Bristol-based singer-songwriter’s second album explores the wilderness years.

Billy Nomates

★★★★

CACTI

INVADA. CD/DL/LP

“I should not have come/I do not feel OK,” sings Tor Maries over the fairground lurch of her new track Roundabout Sadness, “I brought myself/Brought myself here anyway.” Being in the wrong place at the wrong time is a hallmark of Maries’s work as Billy Nomates: her songs vibrate with unease, uncomfortable in their skin, uncomfortable in the world. It made sense that her early champions Sleaford Mods had her drawl “You’re not from round here”, like a B-movie sheriff, on their bleak 2021 single Mork N Mindy. Maries understands alienation, the unfunny kind that doesn’t come in stripy jumper and braces.

That’s not to say she can’t do deadpan comedy: 2020’s self-titled debut included the precariat nine to five of Call In Sick (“If I come in Debbie/I’m going to take down the whole team”) and environmental inactivism song Hippy Elite, outlining the scheduling conflict between saving the planet and holding down a day job. With CACTI, however, the narrative lines are fractured, the satire removed; these songs play out like stress responses, fight-or-flight impulses, each one a little panic room.

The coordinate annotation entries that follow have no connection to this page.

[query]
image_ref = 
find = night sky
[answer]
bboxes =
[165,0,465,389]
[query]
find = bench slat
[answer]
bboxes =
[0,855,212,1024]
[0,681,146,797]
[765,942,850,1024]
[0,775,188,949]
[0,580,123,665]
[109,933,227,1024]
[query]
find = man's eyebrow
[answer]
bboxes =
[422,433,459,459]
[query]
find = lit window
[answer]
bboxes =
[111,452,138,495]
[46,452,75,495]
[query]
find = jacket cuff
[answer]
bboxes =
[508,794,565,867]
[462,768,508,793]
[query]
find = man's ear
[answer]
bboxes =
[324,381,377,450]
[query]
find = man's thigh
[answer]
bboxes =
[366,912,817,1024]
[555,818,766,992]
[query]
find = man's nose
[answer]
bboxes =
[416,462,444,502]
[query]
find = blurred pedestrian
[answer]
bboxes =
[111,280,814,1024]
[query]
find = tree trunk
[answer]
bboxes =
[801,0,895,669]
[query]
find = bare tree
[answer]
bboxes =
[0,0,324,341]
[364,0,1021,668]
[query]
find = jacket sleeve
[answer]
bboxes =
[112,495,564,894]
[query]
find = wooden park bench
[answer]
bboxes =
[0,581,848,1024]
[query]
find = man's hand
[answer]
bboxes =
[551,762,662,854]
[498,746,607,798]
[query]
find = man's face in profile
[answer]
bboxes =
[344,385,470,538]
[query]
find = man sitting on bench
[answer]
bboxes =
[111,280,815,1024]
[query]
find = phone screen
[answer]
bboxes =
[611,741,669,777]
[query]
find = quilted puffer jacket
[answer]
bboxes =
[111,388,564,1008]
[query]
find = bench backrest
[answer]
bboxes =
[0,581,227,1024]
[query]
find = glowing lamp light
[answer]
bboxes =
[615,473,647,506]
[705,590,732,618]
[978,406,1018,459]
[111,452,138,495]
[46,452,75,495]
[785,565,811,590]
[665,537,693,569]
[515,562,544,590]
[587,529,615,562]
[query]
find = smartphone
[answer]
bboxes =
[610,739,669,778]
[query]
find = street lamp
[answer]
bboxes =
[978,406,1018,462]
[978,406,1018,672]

Echoing her lockdown experiences – living with her father on the Isle Of Wight, fearing her hard-won first record had vanished into the pandemic void – CACTI is often locked in a disturbing synth-pop groove. “I just go round and round,” Maries sings on out-of-joint opening track Balance Is Gone. Vertigo – LCD Soundsystem if they dragged their equipment about in plastic laundry bags – finds itself on an unexpected precipice; Apathy Is Wild, a shiver of Psychedelic Furs about it, almost casually follows the title with “blow your brains out”, as if it’s a reflex thought, an escape hatch.

Her stage name came from a jeer aimed at her while she watched a band alone, but there’s a real sense of Maries being out on her own, despite her easy conversational phrasing. Spite’s thrashy vitriol weaponises her very presence (“I didn’t come here to try to put things right”); Blue Bones (Death Wish) is deadly co-dependence disco. The desert imagery of CACTI or Saboteur Forcefield, combined with her dusty twang, underline the Lone Ranger mood.

There are atypical moments – Fawner’s country strum, the vintage Cate Le Bon dankness of Roundabout Sadness – but these songs most often feel like somebody dealing with freefall by forcing structure on it, putting it to a compelling beat. “The hope that you held is bitter, rotten and fallowed,” she says on Apathy Is Wild, “but you can hold a room every once in a while.” There’s not a lot of feeling OK on CACTI, but for once, it feels like exactly the right place for Billy Nomates. She’s brought herself, entirely.